REPUBLIKA.CO.ID, JAKARTA -- Kementerian Lingkungan Hidup dan Kehutanan (KLHK) menyebutkan kualitas udara di Jakarta masih relatif bagus dari pemantauan yang dilakukan sejak 1 Januari hingga 30 Juni 2019. Data Air Quality Management System (AQMS) di Gelora Bung Karno (GBK) menunjukkan rata-rata harian PM2.5 sebesar 31,49 mikrogram per meter kubik (μg/m3).
Direktur Jenderal Pengendalian Pencemaran dan Kerusakan Lingkungan KLHK Karliansyah mengatakan jika dibandingkan dengan baku mutu udara ambien nasional, yakni 65 μg/m3, kualitas udara di Jakarta masih bagus dan sehat. Apabila dibandingkan dengan standar WHO pada angka 25 μg/m3, ia menyebutkan, kualitas udara di Jakarta juga masuk kategori sedang.

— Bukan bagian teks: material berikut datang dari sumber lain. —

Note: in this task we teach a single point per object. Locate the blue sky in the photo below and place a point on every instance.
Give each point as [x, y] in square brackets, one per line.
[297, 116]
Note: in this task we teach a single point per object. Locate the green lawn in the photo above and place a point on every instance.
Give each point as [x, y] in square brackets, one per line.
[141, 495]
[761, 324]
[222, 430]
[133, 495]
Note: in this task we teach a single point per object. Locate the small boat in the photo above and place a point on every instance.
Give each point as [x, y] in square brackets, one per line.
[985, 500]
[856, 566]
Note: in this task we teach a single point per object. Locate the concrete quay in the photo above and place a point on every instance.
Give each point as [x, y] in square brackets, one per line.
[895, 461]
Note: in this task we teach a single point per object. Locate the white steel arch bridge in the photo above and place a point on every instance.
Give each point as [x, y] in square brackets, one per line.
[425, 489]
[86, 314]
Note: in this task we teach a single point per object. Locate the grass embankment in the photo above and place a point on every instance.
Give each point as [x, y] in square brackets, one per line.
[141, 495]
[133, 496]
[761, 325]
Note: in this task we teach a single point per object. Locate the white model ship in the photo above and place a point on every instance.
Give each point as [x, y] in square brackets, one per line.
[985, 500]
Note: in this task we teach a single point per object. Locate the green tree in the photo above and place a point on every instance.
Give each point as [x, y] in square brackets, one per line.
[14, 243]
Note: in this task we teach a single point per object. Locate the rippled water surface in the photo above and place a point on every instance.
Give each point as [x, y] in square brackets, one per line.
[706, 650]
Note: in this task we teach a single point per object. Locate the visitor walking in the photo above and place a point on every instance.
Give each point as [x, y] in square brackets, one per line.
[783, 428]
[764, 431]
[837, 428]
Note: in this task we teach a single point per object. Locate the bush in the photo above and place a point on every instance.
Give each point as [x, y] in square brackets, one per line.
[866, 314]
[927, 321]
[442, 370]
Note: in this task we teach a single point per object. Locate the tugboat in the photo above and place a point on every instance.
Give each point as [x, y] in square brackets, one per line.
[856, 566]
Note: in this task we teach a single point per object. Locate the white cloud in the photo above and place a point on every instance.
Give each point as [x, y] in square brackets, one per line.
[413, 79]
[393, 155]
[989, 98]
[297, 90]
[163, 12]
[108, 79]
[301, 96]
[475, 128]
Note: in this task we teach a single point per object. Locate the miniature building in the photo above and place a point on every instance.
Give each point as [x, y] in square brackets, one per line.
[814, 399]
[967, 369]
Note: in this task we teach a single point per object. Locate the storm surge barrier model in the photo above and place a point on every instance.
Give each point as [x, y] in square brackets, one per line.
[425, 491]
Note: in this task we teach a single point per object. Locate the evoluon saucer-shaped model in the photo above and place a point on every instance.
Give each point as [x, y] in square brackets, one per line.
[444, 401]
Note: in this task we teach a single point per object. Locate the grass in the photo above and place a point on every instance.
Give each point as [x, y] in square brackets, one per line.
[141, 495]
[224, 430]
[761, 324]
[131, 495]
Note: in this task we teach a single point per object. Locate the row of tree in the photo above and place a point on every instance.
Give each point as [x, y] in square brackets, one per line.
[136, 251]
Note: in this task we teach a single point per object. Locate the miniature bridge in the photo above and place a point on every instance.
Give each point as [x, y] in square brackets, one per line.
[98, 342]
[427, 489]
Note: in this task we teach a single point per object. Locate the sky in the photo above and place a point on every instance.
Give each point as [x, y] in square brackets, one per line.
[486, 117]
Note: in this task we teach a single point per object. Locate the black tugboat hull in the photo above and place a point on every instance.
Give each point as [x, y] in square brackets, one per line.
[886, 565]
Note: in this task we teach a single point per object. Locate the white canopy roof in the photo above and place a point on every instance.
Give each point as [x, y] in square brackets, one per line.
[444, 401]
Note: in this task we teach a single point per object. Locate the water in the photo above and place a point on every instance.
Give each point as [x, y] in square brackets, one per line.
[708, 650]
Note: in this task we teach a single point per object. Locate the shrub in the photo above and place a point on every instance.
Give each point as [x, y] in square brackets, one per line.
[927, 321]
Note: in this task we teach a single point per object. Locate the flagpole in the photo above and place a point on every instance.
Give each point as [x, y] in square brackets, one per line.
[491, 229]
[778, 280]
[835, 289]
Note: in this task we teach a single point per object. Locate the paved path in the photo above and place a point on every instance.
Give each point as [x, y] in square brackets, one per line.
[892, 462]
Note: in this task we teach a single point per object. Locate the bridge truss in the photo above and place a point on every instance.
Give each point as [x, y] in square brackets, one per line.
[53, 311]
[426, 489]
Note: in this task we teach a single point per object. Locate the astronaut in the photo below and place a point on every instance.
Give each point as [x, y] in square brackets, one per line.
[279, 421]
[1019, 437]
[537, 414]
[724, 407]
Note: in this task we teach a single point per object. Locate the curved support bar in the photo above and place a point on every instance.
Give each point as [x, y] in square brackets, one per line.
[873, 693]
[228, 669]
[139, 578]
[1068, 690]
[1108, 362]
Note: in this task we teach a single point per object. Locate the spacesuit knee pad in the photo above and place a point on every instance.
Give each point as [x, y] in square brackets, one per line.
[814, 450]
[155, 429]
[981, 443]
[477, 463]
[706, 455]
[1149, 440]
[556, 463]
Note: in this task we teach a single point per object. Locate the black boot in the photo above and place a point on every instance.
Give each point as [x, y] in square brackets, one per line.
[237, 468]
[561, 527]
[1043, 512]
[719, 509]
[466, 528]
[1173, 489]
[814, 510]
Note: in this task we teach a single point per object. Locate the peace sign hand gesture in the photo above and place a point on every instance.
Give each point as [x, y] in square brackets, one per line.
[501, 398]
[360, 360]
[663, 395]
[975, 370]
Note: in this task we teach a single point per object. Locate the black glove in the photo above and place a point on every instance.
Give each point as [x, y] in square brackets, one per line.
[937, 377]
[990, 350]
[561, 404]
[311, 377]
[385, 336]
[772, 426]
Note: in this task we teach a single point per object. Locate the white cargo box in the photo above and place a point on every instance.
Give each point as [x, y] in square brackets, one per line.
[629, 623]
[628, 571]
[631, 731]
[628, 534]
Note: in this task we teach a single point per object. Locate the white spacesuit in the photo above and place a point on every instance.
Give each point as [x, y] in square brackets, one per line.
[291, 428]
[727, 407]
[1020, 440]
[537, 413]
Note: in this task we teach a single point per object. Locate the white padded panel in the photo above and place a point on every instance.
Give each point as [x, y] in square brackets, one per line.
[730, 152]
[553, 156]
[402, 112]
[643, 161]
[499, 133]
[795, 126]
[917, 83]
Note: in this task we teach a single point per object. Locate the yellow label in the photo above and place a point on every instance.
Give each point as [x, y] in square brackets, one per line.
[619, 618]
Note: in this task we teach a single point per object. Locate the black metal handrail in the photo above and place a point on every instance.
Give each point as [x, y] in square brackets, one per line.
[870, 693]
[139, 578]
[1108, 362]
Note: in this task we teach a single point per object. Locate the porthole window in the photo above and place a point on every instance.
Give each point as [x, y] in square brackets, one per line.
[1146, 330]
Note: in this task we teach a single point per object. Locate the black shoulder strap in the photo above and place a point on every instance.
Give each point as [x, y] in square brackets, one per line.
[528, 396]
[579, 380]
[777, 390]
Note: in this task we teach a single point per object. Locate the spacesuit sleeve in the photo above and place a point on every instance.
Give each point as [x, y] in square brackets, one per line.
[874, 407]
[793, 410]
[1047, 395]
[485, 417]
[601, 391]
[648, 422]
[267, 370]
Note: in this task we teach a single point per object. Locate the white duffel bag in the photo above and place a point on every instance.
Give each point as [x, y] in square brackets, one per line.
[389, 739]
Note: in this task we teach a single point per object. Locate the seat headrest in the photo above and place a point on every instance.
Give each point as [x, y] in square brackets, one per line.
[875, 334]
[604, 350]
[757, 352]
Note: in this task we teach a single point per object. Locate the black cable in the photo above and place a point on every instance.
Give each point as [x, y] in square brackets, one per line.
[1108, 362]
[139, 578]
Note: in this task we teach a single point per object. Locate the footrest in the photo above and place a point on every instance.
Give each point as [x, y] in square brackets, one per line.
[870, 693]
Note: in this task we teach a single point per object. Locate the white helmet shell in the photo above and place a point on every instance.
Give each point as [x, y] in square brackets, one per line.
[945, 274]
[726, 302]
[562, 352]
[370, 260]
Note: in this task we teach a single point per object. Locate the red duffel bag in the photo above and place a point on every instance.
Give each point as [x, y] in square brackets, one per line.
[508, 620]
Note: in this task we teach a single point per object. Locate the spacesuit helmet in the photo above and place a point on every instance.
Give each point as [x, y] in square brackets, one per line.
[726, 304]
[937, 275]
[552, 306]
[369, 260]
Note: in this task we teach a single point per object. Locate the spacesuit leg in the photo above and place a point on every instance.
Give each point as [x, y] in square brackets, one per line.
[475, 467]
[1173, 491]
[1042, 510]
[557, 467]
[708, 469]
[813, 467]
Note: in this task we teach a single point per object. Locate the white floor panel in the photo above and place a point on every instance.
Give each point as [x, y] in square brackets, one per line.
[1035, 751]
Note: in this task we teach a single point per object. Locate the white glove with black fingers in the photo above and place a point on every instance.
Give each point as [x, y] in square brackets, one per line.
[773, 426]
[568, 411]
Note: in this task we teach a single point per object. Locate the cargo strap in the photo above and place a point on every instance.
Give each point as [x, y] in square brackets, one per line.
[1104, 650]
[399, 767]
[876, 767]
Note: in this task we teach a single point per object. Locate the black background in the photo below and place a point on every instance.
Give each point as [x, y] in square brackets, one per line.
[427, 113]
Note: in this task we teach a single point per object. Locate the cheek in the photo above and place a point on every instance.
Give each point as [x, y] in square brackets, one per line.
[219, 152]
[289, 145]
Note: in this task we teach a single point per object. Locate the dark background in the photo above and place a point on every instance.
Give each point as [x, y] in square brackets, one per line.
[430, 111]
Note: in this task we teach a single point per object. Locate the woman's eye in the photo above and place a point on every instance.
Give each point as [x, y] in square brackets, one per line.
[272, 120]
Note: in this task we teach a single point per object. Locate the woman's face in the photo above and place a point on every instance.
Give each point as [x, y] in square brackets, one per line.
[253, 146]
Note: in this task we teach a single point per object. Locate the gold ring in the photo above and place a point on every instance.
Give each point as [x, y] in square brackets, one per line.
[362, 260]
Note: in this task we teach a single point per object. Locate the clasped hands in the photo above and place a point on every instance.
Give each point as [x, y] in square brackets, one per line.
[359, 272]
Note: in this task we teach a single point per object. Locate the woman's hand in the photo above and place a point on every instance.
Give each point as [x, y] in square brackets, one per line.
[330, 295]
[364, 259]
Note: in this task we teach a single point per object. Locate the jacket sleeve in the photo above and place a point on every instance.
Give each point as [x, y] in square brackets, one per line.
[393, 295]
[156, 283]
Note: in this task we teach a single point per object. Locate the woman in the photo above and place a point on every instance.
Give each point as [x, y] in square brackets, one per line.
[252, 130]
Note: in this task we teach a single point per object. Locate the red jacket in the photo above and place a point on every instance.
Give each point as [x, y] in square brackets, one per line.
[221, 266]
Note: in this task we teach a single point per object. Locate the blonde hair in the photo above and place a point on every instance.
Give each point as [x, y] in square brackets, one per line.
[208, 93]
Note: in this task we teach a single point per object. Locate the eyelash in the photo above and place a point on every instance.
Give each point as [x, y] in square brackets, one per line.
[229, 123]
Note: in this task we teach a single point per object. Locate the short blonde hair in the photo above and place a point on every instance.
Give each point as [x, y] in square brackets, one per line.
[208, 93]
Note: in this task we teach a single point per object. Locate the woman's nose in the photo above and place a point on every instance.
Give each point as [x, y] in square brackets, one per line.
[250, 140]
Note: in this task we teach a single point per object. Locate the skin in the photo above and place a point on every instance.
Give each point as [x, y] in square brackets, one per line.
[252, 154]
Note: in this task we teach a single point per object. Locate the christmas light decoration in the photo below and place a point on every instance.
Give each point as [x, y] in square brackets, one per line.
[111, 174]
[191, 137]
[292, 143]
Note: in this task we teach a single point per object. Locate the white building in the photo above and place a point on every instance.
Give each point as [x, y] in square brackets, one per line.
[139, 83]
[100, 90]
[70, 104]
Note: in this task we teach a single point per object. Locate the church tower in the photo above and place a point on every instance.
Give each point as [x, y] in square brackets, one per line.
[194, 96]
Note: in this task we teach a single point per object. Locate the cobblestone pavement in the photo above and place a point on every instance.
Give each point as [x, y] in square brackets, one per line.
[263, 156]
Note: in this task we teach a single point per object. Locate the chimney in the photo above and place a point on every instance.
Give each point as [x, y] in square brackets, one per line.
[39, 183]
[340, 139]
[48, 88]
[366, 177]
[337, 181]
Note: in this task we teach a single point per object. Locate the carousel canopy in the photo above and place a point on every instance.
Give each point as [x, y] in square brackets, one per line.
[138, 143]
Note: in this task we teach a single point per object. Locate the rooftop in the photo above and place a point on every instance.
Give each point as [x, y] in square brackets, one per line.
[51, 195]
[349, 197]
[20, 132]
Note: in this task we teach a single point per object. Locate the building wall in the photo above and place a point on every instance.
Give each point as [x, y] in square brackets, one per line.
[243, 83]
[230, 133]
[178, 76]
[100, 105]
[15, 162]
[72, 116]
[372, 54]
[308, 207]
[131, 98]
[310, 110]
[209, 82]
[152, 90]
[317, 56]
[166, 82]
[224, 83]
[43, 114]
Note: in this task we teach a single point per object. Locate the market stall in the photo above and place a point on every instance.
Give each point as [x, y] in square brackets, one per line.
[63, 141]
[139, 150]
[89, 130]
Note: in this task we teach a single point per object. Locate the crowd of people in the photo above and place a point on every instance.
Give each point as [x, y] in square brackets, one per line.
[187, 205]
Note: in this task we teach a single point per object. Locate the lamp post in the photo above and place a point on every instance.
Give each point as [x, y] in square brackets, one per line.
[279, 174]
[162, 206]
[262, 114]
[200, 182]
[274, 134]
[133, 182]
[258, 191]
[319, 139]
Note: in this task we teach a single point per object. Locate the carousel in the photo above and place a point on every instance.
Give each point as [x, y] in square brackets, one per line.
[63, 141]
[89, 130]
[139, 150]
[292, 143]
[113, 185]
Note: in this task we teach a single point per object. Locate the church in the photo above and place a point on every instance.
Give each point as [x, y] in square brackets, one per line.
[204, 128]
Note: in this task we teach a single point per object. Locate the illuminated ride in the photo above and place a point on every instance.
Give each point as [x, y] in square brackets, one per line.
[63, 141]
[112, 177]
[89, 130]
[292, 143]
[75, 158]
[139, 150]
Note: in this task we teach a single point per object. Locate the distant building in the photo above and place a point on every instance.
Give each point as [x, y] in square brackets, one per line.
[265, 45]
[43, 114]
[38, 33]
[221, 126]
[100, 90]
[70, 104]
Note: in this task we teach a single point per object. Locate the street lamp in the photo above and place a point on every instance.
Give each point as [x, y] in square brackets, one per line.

Menurut dia, data 2015-2016 yang ketika itu masih menggunakan pengukuran manual melalui evaluasi kualitas udara perkotaan (EKUP), secara keseluruhan udara Jakarta masih bagus karena masih di bawah ambang batas baku mutu udara ambien. "Jika dilihat per parameter atau per wilayah administrasi maka udara di Kota Jakarta tidak dapat dikatakan makin membaik atau menurun, melainkan relatif konstan," katanya di Jakarta, Jumat (5/7).
Dihitung menggunakan data air visual pada 2017 yang dikelola lembaga swadaya masyarakat (LSM) di Beijing, China, kata dia, kualitas udara Jakarta berdasarkan rata-rata PM2.5 berada pada urutan ke-160, yakni 29,7 μg/m3 atau kategori sedang. Menanggapi adanya gugatan terkait kondisi udara Jakarta yang makin memburuk, Karliansyah menjelaskan penyimpulan dilakukan secara rata-rata.
Karliansyah mengatakan, ada tiga titik selama rentang 19-27 Juni 2019 yang menunjukkan kualitas udara kurang bagus, tetapi datanya harus dilihat secara menyeluruh. "Saya khawatir yang disampaikan itu data sesaat, bukan rata-rata. Kami akui, betul itu, tetapi dirata-ratakan," katanya.
Sebelumnya, sejumlah individu yang tergabung ibu kota resmi melayangkan gugatan warga negara ke Pengadilan Negeri Jakarta Pusat, Kamis (4/7) guna menuntut hak untuk menikmati udara bersih. Gugatan kepada tujuh tergugat, yakni Presiden, Menteri Lingkungan Hidup dan Kehutanan, Menteri Kesehatan, Menteri Dalam Negeri, Gubernur DKI Jakarta, Gubernur Jawa Barat, dan Gubernur Banten.
Penyampaian gugatan itu melibatkan lintas profesi, mulai dari pengojek, mahasiswa, peneliti, dosen, pengusaha, hingga advokat. "Kami menggugat pemerintah terkait hal-hal yang menyebabkan kerusakan dan pencemaran udara," ujar Juru Kampanye Energi Greenpeace Indonesia Bondan Andriyanu.